We hastily collected the small quantity of harnoys de gueule absolutely required—man eats less when travelling, and more when voyaging. Our stores represented a ham, one serving for one mouth per month; a couple of sausages, to be avoided when thirst is threatened; four loaves of rye-bread (each 6 lbs. = one man per week); snuff, cigars, and pigtail for friendship; small change for £5; and, lastly, two mighty kegs of schnapps, the load of one-twelfth our carriage. The Fylgjumaðr (leader) was Paudl (Páll) Eyúlfsson, before mentioned as the “French guide;” our Lestamaðr (“last” driver) was “Smalls,” alias Sigrbjörn Björnsson, fourteen years old, and four feet nothing: we are careful to see that they do not monopolise the very best of the eight riding-horses. We ourselves at once become Martednn (Marteinn) Kaupmansson and Ríkarður Burtonsson; and thus having borrowed as much local colouring as possible, we leave, nothing loath, the hard-soft bosom of semi-civilisation.
Spurring hotly over ground now familiar (July 8, 1872), we delayed a few minutes at Foss-vogr to inspect the “sedimentary and sandstone stratifications,” found so interesting by older travellers in a purely volcanic island.
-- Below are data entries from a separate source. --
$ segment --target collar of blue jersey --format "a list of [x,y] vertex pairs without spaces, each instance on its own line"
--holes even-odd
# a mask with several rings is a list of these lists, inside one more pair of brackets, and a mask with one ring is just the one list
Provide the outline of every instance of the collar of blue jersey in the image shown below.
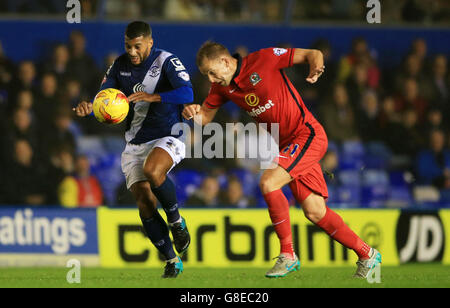
[[[152,49],[150,50],[150,54],[148,55],[148,57],[144,61],[142,61],[142,63],[136,65],[136,67],[145,66],[150,61],[153,62],[155,60],[155,53],[156,53],[156,51],[157,51],[157,49],[155,48],[155,46],[153,46]],[[130,60],[130,59],[128,59],[128,60]],[[131,63],[131,61],[130,61],[130,63]]]
[[238,53],[235,53],[235,54],[233,55],[233,58],[235,58],[236,60],[238,60],[238,65],[237,65],[237,67],[236,67],[236,72],[234,73],[233,78],[232,78],[232,80],[237,84],[236,79],[237,79],[237,77],[239,76],[239,74],[241,73],[242,57],[241,57],[241,55],[239,55]]

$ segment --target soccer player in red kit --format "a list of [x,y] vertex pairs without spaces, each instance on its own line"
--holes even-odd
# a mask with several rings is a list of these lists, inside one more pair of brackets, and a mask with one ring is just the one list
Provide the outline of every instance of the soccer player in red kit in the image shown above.
[[257,122],[279,124],[277,166],[264,170],[260,180],[281,244],[278,260],[266,277],[283,277],[300,268],[292,245],[289,203],[281,190],[289,185],[305,216],[356,252],[359,260],[355,276],[365,278],[381,263],[381,255],[325,204],[328,190],[319,161],[327,151],[328,139],[283,71],[300,63],[309,63],[309,83],[315,83],[324,72],[323,55],[318,50],[267,48],[241,58],[232,56],[221,44],[206,42],[197,53],[197,65],[211,82],[211,89],[202,106],[186,106],[183,116],[195,116],[195,121],[206,125],[218,108],[231,100]]

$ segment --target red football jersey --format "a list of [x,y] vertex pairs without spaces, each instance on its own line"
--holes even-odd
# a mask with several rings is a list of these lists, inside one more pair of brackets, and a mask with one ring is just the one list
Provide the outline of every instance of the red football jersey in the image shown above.
[[[316,122],[283,68],[293,65],[293,48],[267,48],[238,58],[228,87],[213,83],[204,104],[211,109],[233,101],[259,123],[279,124],[280,147]],[[309,132],[309,130],[308,130]]]

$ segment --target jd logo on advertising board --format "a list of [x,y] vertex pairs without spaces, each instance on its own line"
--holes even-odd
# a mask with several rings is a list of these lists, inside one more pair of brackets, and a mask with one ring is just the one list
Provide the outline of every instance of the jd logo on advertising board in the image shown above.
[[445,233],[436,212],[403,212],[396,238],[400,263],[442,261]]

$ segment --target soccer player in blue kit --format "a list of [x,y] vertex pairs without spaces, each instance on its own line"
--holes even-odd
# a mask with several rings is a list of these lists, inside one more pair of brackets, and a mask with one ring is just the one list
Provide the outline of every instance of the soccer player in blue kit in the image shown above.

They suggested, in early times, to daring spirits that granite might not be Plutonic, and they made the devil-may-care doubt even the eruptive origin of basalt. The travels of Von Waltershausen have settled Foss-vogr and its Palagonite.
There was nothing to keep us at Hafnafjörð, after a longing glance at the “Jón Sigurðsson,” which lay in harbour. A man happened to mention that the one herd of reindeer still haunting this part of the island had been lately seen; it was not our fate to sight them.
At four P.M. we inspected the Kaldá—an exceptional feature. Rising from a little tarn in the northern flank of the lone hill Helgafell, it winds westward down a shapely river-valley. Half of the stream suddenly disappears in a hollow of the right bank, a little below the farm crossed by the high road or path, and the remainder follows suit about two miles farther down. The feature suggested a limitation of the accepted dictum, “Calcareous rocks are almost the only ones in which great caverns and long winding passages are found.” This is true of water-made passages, where carbonic acid has dissolved the limestone; the cooling of the upper lava crust has the same effect in Plutonic formations. The course of the Kaldá is very badly traced in the great map; nor does the latter show where the lower stream reappears.